Consumers’ thirst for flavored water has come full circle.
Round, ripe and ready for picking every summer, watermelon — as its name confirms — is the original flavored water. Recent nutrition forecasts suggest that the coconut craze is giving way to watermelon infatuation. “It’s actually like 90 percent water,” says Ron Veitel, nutritionist for Siskiyou Vital Medicine in Medford.
For all its hydrating fluid, watermelon contains concentrated nutrients at a conservative calorie count, just 85 in about two cups. A significant source of vitamin C and B6, beta carotene and zinc, watermelon also naturally replaces electrolytes — lost during perspiration — with considerable quantities of magnesium and potassium. “Replenishing that magnesium and potassium is crucial,” says Veitel. “The watermelon, in general, is great for flushing the kidneys.”
Also high in magnesium, in addition to iron and fiber, watermelon seeds have sprouted a new packaged, snack-food trend, says Veitel. With 30 grams of protein in a cup of seeds, watermelon likely will be the next source of powdered protein, he says.
Instead of spitting out watermelon seeds, or buying seedless varieties, try chewing up the crunchy morsels with the fruit’s succulent flesh, says Veitel.

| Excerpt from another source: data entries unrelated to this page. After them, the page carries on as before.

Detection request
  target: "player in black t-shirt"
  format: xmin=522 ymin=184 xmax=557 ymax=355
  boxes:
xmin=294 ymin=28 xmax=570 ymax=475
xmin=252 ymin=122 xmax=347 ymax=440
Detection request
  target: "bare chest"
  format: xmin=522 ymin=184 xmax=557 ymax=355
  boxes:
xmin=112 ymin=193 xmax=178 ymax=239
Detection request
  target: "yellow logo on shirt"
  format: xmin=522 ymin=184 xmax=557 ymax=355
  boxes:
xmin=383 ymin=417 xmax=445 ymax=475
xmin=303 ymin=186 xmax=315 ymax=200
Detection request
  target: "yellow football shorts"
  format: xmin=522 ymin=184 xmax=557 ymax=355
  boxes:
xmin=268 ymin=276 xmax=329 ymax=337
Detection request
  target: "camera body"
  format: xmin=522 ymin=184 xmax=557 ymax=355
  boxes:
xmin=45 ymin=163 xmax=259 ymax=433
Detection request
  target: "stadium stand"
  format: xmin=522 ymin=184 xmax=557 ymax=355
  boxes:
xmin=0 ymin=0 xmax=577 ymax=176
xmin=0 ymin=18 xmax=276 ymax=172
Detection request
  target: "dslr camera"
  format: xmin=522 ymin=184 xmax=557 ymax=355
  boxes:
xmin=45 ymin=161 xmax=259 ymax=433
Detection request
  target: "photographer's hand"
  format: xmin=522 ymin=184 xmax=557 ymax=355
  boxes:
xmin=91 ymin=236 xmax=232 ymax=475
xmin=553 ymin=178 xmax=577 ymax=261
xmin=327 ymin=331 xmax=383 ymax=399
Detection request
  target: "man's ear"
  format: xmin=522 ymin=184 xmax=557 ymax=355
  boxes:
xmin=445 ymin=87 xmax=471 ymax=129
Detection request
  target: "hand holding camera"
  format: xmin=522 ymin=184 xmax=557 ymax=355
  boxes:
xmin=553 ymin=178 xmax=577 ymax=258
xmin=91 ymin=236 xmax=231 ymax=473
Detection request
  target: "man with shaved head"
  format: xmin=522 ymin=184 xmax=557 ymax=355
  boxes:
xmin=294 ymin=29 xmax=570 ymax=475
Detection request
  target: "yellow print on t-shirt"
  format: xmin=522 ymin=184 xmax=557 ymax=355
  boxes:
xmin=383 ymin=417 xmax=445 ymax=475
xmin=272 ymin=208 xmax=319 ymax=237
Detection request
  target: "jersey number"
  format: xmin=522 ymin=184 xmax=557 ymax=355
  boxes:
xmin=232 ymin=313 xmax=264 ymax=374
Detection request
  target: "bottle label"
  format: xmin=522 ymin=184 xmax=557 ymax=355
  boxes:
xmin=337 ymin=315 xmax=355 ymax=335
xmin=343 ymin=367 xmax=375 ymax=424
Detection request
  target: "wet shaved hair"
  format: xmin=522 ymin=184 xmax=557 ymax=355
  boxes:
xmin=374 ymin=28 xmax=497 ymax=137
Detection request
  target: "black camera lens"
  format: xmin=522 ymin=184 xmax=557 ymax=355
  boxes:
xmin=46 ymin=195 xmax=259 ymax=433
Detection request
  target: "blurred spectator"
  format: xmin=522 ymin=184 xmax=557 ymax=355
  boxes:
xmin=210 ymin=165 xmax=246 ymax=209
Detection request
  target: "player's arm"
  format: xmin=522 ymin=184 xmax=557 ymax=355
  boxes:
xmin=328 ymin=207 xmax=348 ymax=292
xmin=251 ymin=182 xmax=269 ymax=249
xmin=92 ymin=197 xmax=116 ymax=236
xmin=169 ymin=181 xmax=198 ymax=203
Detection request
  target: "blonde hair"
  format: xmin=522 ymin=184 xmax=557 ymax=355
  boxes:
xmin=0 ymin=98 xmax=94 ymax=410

Watermelon’s vibrant hue comes from lycopene, the compound in tomatoes that promotes cardiovascular health and prevents cell damage from free radicals. While tomatoes, Veitel says, typically are touted as prime sources of this antioxidant, “watermelon is even better.”
On the other end of the color spectrum, watermelon rind is replete with much more than chlorophyll, the chemical compound that makes plants green. Watermelon rind also is high in the amino acid citrulline, a potent vasodilator that improves circulation to the brain and extremities, wards off accumulation of fatty deposits and may prevent muscle soreness if consumed before a workout, says Veitel.
Studies also suggest that citrulline can be helpful for men with erectile dysfunction, Veitel adds. “The rind is one of the most outstanding parts of the watermelon.”
Juicing watermelon rind along with the flesh maximizes the fruit’s nutrient potential, says Veitel. Pickling or candying the rind also are popular preparations, he says. “Watermelons straddle the world of fruit and vegetable.”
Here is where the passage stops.